Electricity market risk management

With its Resolution no. 115/08 (“TIMM”) regarding the monitoring of the Wholesale Energy and Ancillary Services Markets, the Authority for Electricity and Gas defined the general principles and criteria of market monitoring for the companies Terna, GME and GSE, calling for each of these companies to establish a specific monitoring office.
Electricity Market Risk Management is Terna’s monitoring unit, which is responsible for the TIMM data warehouse and sees to the acquisition, organisation and storage of data in order to monitor the volumes and indicators related to the Ancillary Services Market.
This is of particular importance to the Company in that, as part of Terna’s incentives established by the Authority’s Resolution no. 206/08 regarding the procurement of resources for the Ancillary Services Market, the effective performance of key activities in monitoring this market are a requirement for receiving a portion of such incentives.

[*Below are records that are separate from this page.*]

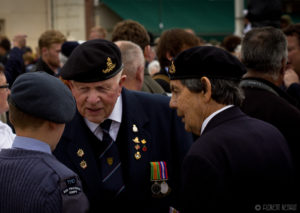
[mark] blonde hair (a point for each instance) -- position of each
(50, 37)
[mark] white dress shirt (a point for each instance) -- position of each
(6, 136)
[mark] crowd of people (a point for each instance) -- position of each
(90, 127)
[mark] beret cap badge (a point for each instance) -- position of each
(172, 69)
(109, 66)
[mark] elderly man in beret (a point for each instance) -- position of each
(31, 178)
(126, 146)
(238, 163)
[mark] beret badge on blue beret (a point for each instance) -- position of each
(110, 66)
(172, 68)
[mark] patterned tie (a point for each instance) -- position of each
(110, 163)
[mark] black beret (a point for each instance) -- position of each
(43, 96)
(68, 47)
(208, 61)
(92, 61)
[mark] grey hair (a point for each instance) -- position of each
(132, 57)
(222, 91)
(263, 50)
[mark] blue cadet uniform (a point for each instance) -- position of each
(151, 141)
(31, 179)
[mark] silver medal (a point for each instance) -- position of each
(164, 188)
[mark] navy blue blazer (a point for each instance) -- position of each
(238, 164)
(166, 141)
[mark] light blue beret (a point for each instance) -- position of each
(43, 96)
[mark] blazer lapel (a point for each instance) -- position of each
(139, 141)
(81, 153)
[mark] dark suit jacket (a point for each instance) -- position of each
(236, 164)
(166, 141)
(276, 109)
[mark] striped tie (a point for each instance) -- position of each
(110, 163)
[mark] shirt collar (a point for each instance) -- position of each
(116, 115)
(31, 144)
(213, 115)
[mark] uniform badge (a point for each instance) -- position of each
(134, 128)
(159, 177)
(83, 164)
(110, 160)
(109, 66)
(71, 187)
(136, 140)
(172, 68)
(80, 152)
(137, 155)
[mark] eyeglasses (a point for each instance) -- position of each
(5, 86)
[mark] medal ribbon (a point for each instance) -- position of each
(159, 171)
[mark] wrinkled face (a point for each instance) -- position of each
(51, 55)
(293, 54)
(95, 101)
(4, 92)
(189, 106)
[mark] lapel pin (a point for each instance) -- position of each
(83, 164)
(134, 128)
(136, 140)
(110, 160)
(137, 155)
(80, 152)
(137, 147)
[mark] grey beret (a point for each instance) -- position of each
(43, 96)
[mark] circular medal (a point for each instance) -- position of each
(155, 188)
(164, 188)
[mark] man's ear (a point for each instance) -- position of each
(168, 56)
(283, 66)
(44, 51)
(147, 52)
(207, 88)
(139, 76)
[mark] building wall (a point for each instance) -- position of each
(69, 18)
(28, 17)
(106, 18)
(33, 17)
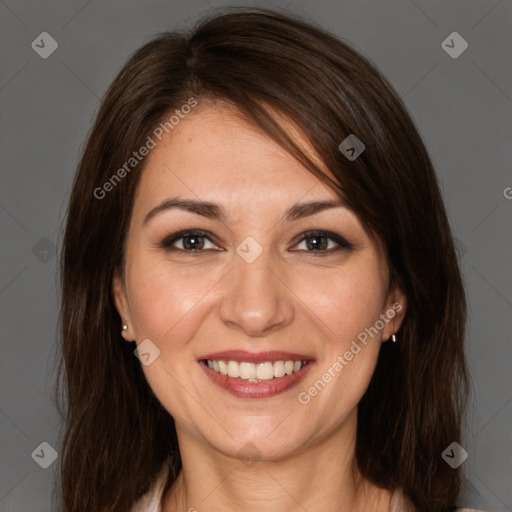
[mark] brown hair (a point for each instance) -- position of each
(117, 434)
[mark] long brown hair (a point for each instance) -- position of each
(117, 435)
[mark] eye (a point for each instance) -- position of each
(188, 241)
(323, 241)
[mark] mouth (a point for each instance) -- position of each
(262, 375)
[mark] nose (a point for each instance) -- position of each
(257, 299)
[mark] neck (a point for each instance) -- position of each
(322, 477)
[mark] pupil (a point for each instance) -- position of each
(317, 242)
(194, 244)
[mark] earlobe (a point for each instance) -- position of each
(396, 308)
(121, 303)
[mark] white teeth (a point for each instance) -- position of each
(279, 369)
(265, 371)
(234, 369)
(223, 367)
(247, 371)
(255, 372)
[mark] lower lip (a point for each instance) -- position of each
(263, 389)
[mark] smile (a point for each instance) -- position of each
(252, 372)
(250, 375)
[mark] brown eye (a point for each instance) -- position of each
(187, 241)
(323, 242)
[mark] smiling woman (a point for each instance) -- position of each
(256, 263)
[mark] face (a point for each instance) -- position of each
(291, 301)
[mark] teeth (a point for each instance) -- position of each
(255, 372)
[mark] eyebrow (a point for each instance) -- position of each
(216, 212)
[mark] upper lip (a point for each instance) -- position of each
(256, 357)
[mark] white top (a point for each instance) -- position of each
(150, 502)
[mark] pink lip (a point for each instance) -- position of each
(263, 389)
(253, 357)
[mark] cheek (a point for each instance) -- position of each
(166, 302)
(344, 303)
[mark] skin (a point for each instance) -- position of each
(290, 298)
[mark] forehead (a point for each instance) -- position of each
(214, 154)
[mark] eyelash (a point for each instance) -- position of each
(168, 242)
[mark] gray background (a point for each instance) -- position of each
(462, 107)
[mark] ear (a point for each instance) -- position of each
(395, 309)
(122, 306)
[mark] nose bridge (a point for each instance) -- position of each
(256, 300)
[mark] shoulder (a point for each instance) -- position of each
(151, 501)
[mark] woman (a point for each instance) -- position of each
(262, 305)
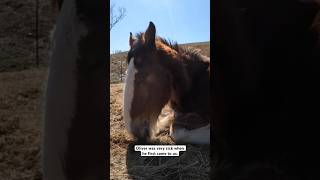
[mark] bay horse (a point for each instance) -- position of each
(159, 73)
(74, 143)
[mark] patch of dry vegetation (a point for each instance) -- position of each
(21, 116)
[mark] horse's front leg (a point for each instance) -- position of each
(190, 128)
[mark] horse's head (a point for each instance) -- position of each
(148, 84)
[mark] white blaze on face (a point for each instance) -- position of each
(128, 94)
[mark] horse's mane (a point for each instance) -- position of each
(166, 44)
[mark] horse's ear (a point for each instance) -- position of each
(150, 35)
(131, 39)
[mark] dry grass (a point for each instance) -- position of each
(21, 116)
(125, 163)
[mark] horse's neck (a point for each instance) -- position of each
(76, 99)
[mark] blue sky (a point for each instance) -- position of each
(184, 21)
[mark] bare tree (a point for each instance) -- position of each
(115, 18)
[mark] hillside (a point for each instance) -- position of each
(119, 60)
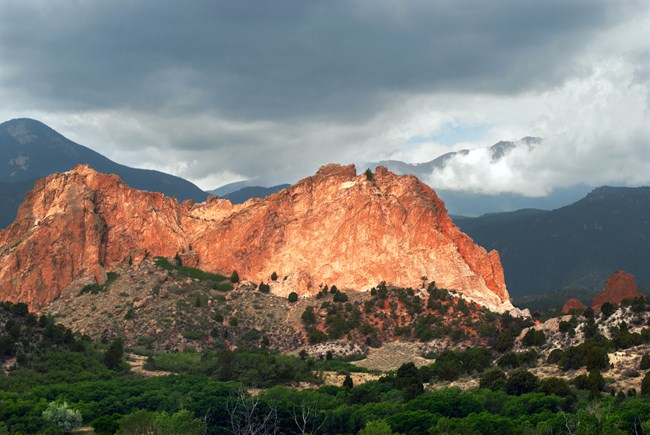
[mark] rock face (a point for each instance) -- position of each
(335, 227)
(572, 304)
(620, 285)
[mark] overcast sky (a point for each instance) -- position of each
(219, 91)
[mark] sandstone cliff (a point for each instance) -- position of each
(620, 285)
(335, 227)
(572, 304)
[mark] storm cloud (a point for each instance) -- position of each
(217, 91)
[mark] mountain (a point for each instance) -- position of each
(11, 196)
(229, 188)
(335, 227)
(245, 193)
(30, 150)
(469, 203)
(573, 247)
(423, 170)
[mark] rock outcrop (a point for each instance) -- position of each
(619, 286)
(572, 304)
(335, 227)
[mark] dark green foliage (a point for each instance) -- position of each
(534, 338)
(592, 352)
(113, 357)
(347, 382)
(308, 316)
(593, 381)
(493, 380)
(96, 288)
(106, 424)
(537, 263)
(565, 326)
(645, 385)
(596, 358)
(340, 296)
(556, 386)
(607, 309)
(504, 342)
(409, 381)
(451, 364)
(189, 272)
(645, 362)
(555, 356)
(512, 360)
(316, 336)
(521, 382)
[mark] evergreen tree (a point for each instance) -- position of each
(114, 354)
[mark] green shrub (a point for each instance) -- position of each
(62, 416)
(521, 382)
(493, 380)
(340, 296)
(645, 385)
(645, 362)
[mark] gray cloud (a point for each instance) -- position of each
(220, 90)
(287, 58)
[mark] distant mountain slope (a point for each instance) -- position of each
(468, 203)
(421, 170)
(229, 188)
(576, 246)
(244, 194)
(30, 150)
(11, 196)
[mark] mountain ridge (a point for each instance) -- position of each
(335, 227)
(573, 247)
(33, 150)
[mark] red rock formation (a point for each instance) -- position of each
(335, 227)
(572, 304)
(620, 285)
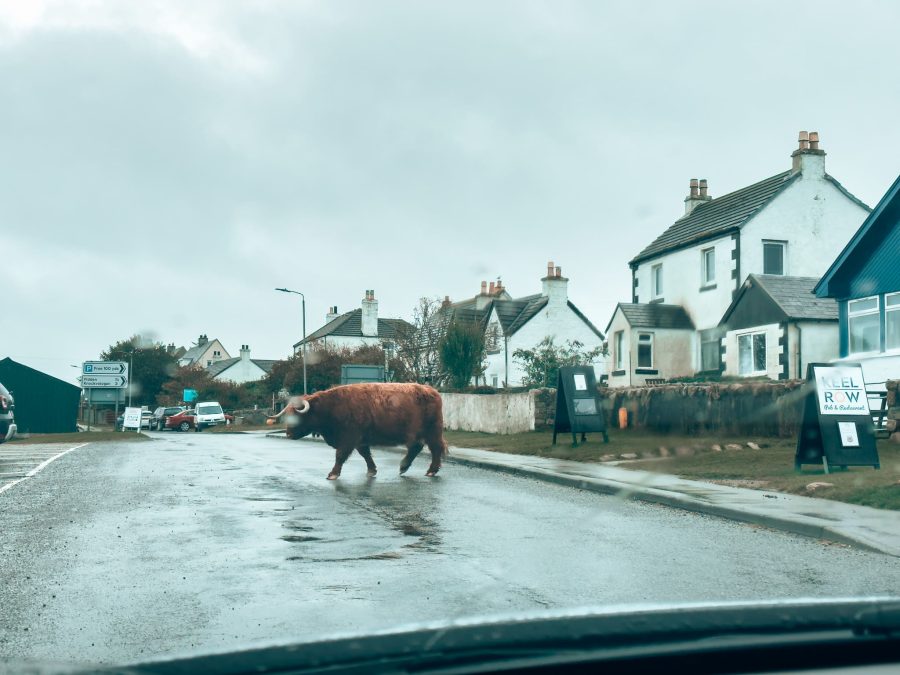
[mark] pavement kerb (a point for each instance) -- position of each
(817, 527)
(674, 500)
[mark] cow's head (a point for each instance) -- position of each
(296, 416)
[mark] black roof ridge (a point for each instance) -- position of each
(649, 252)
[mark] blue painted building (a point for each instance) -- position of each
(865, 280)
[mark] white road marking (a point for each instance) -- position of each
(40, 467)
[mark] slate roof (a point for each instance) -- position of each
(512, 314)
(717, 216)
(655, 315)
(220, 367)
(350, 325)
(794, 295)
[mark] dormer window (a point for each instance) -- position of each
(708, 266)
(773, 257)
(656, 281)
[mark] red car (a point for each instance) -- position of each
(183, 421)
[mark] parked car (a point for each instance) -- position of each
(209, 414)
(183, 421)
(161, 413)
(7, 419)
(146, 418)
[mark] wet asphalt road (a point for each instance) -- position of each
(118, 553)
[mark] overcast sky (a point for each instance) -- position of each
(165, 164)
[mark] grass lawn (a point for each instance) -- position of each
(80, 437)
(769, 468)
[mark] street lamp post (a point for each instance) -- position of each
(303, 298)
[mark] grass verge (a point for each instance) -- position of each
(771, 467)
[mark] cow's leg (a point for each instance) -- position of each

Electrical system risk management

Terna is responsible for coordinating the functioning of the entire electrical system, although the Company only directly manages the part that concerns the transmission grid. Therefore, the proper functioning of the connected systems and the conduct outside of Terna represents an additional threat that could undermine the success of the Company’s mission.
This is a component of operational risk that must be monitored and for which mitigating actions must be taken, actions which generally work towards limiting external events, such as malfunctions or failures to comply with the Grid Code. At times, systems with certain innovative characteristics, such as wind farms, or other events that have not been foreseen require analyses and studies that may lead to changes or additions to said Code. These activities are conducted by the Electrical System Risk Management Unit in addition to managing the operational risks deriving from external vulnerabilities, for which preventive action in the form of controls and other actions based on the outcome of monitoring electrical system events is of great importance.

Fraud Management

In 2009, the Fraud Management Unit implemented a series of projects aimed at preventing and managing corporate fraud and took all steps necessary to discourage such fraud and to limit its effects. In order to monitor processes on an ongoing basis, as well as to be able to verify and manage any reports of possible fraud, the Company has introduced custom management systems and new SAP transactions aimed at reducing the risk of fraud and has defined specific procedures for a number of critical processes designed to prevent such illegal conduct. In that regard, the first protocol of understanding signed with the tax police (Guardia di Finanza) with the goal of averting criminal acts in the management of strategic areas, such as the electricity market and renewable energy resources, is of particular importance.
In addition to its efforts to prevent and manage fraud, the Fraud Management Unit conducted:

  • activities to support the Company’s other units, such as in the analysis and assessment of counterparties, so as to limit the risks deriving from transactions with others;
  • compliance activities focusing on cooperating with and supporting the Company’s management and its various offices, aimed at ensuring compliance with laws, regulations, procedures, codes of conduct, and best practices, as well as at reducing and/or preventing the risk of sanctions and safeguarding the Company’s image.

Organisational Model under Legislative Decree no. 231 of June 8, 2001

The Company Security Department (RM/FRM), in collaboration with the Legal and Corporate Affairs Department, is engaged in implementing and updating the Organisational Model under Legislative Decree no. 231.
In 2009, following final approval of the bill to ratify and execute the Council of Europe Convention on cybercrime, Terna S.p.A. both updated and implemented its Organisational Model, introducing Special Section H concerning cybercrime, and drafted specific security policies aimed at reducing the risk of the commission of such computer-related crimes.